La France est heureuse d'avoir, depuis le début, participé à cette démarche de démocratie, de paix et d'unité des Européens.
Elle est fière d'accueillir le Conseil de l'Europe à Strasbourg, dont Jean-Claude Juncker disait devant notre assemblée parlementaire il y a quelques jours qu'elle est "la capitale européenne par excellence, ville symbole de la réconciliation franco-allemande".
La France salue l'oeuvre du Conseil depuis 1949, ses presque deux cents conventions qui ont changé la vie des Européens, et la protection concrète qu'il a apporté aux droits des citoyens grâce à l'action de la Cour européenne des Droits de l'Homme.

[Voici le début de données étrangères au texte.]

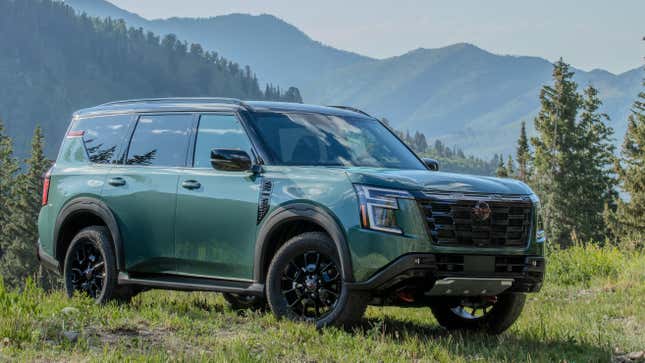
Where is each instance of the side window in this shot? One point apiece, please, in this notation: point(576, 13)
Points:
point(160, 140)
point(218, 132)
point(103, 136)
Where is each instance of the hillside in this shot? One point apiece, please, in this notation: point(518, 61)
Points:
point(277, 51)
point(461, 94)
point(586, 312)
point(54, 62)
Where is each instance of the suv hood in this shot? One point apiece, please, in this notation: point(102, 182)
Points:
point(435, 180)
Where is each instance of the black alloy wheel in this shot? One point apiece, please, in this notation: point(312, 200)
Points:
point(87, 269)
point(311, 285)
point(90, 266)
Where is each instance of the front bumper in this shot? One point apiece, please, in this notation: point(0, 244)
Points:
point(526, 273)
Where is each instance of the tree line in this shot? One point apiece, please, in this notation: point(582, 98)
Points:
point(54, 62)
point(452, 159)
point(572, 164)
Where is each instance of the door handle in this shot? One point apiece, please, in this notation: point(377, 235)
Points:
point(117, 182)
point(191, 184)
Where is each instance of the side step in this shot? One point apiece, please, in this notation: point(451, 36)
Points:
point(190, 283)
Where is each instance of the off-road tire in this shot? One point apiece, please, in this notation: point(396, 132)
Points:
point(349, 306)
point(502, 315)
point(99, 238)
point(245, 302)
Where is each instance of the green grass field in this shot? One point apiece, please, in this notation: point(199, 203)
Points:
point(591, 309)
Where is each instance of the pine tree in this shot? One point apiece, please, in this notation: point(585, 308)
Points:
point(8, 169)
point(593, 178)
point(554, 178)
point(19, 260)
point(628, 221)
point(510, 167)
point(501, 171)
point(523, 155)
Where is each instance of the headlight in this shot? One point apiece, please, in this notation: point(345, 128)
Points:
point(378, 208)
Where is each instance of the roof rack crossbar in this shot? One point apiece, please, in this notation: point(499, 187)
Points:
point(233, 101)
point(349, 108)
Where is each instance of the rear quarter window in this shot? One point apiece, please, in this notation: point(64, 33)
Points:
point(103, 136)
point(160, 140)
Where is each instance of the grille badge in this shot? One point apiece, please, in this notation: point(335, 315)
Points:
point(481, 211)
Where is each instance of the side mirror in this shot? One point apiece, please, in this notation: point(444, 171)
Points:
point(230, 160)
point(432, 164)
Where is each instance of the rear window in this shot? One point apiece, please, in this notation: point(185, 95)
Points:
point(160, 140)
point(103, 136)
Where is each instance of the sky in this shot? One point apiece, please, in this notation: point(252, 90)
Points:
point(587, 34)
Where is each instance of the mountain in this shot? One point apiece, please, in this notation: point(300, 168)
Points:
point(54, 62)
point(460, 94)
point(464, 95)
point(279, 52)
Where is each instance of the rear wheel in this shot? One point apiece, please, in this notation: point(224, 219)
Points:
point(90, 266)
point(305, 283)
point(492, 314)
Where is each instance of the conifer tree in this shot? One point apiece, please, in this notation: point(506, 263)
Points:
point(628, 221)
point(523, 155)
point(555, 154)
point(510, 167)
point(593, 175)
point(501, 171)
point(8, 169)
point(19, 260)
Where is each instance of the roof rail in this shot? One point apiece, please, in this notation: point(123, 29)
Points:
point(349, 108)
point(233, 101)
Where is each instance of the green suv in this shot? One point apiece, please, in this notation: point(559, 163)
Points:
point(314, 211)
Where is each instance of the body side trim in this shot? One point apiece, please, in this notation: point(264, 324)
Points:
point(97, 208)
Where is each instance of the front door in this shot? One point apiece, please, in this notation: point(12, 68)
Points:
point(216, 219)
point(141, 192)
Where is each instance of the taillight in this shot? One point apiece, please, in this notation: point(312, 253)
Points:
point(46, 182)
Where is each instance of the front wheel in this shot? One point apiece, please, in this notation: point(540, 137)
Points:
point(305, 283)
point(492, 315)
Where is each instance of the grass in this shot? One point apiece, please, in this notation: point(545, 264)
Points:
point(590, 308)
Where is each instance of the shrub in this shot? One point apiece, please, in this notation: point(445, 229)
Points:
point(581, 263)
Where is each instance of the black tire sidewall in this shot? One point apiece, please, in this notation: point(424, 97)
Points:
point(504, 313)
point(296, 246)
point(99, 237)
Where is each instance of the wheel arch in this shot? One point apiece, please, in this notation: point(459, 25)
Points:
point(310, 216)
point(80, 213)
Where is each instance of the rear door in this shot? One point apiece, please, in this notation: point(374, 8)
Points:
point(141, 191)
point(217, 210)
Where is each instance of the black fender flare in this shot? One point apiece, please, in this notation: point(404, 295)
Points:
point(300, 212)
point(97, 208)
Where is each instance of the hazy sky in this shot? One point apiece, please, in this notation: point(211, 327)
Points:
point(588, 34)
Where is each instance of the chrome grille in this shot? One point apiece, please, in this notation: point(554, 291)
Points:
point(452, 219)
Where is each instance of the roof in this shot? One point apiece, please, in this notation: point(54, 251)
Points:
point(210, 104)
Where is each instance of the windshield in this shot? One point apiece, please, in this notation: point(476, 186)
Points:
point(316, 139)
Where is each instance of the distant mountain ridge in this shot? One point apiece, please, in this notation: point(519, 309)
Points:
point(461, 94)
point(54, 62)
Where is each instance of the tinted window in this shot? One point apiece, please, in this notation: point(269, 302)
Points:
point(218, 132)
point(317, 139)
point(103, 136)
point(160, 140)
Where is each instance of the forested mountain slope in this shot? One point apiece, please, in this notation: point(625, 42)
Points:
point(54, 62)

Les gens ne le savent souvent pas, mais c'est grâce au Conseil de l'Europe que des questions centrales de nos sociétés peuvent avancer : biomédecine, diversité culturelle, cadre de vie, développement grâce notamment à la Banque du Conseil, lutte contre la cybercriminalité, le racisme et la xénophobie et la traite des êtres humains.
Mais nous sommes moins ici pour parler du passé, que pour préparer l'avenir. Il reste beaucoup à faire : lutter contre le terrorisme et la criminalité organisée, enraciner la démocratie dans certains pays, combattre la résurgence des discriminations, de l'intolérance et de l'antisémitisme, prendre garde à des conflits toujours sans solution... La liste est longue.

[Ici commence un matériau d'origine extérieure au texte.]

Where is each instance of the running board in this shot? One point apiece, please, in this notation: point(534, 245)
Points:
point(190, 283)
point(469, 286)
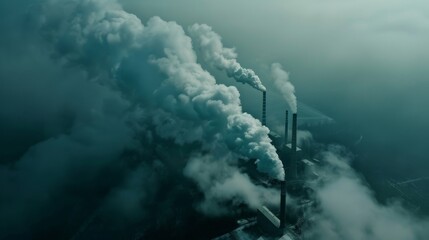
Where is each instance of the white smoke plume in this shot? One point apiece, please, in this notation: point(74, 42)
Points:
point(189, 97)
point(281, 81)
point(224, 185)
point(209, 43)
point(348, 208)
point(126, 106)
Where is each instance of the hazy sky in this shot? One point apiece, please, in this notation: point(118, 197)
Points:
point(95, 122)
point(364, 63)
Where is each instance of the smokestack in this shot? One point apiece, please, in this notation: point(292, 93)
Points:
point(293, 170)
point(286, 126)
point(264, 108)
point(282, 205)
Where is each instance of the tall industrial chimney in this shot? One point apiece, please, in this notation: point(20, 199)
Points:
point(293, 170)
point(282, 204)
point(264, 108)
point(286, 126)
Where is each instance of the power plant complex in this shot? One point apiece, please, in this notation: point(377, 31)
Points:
point(285, 223)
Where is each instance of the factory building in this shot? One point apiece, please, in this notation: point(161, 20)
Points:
point(284, 223)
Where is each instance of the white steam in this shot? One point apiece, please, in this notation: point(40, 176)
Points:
point(281, 81)
point(349, 210)
point(210, 45)
point(224, 185)
point(157, 63)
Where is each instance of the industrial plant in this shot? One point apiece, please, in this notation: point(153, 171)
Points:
point(284, 222)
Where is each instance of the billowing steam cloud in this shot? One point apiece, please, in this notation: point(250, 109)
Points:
point(223, 184)
point(281, 80)
point(348, 209)
point(210, 45)
point(147, 108)
point(188, 99)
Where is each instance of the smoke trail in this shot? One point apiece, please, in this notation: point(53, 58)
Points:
point(281, 80)
point(210, 45)
point(104, 39)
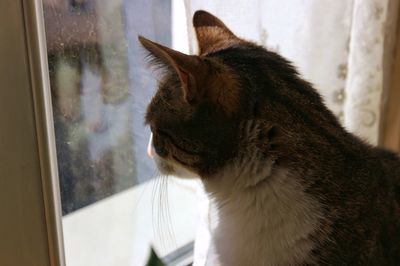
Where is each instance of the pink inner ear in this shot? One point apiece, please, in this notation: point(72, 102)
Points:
point(150, 148)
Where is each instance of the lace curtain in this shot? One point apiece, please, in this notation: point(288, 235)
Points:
point(345, 48)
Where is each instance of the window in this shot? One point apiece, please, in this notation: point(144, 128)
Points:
point(114, 206)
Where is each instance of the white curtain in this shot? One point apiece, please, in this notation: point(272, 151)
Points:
point(344, 47)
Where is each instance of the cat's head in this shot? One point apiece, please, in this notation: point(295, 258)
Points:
point(211, 108)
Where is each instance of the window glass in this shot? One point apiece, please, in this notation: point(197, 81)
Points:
point(111, 199)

Comment le Conseil de l'Europe peut-il continuer à aider les pays européens à agir ensemble dans ces différents domaines ?
Cette question me paraît être au coeur de ce sommet, et tant le plan d'action que la déclaration qui nous sont soumis aujourd'hui l'abordent avec justesse. Je pense par exemple aux ambitions que nous nous fixons pour combattre les violences faites aux enfants.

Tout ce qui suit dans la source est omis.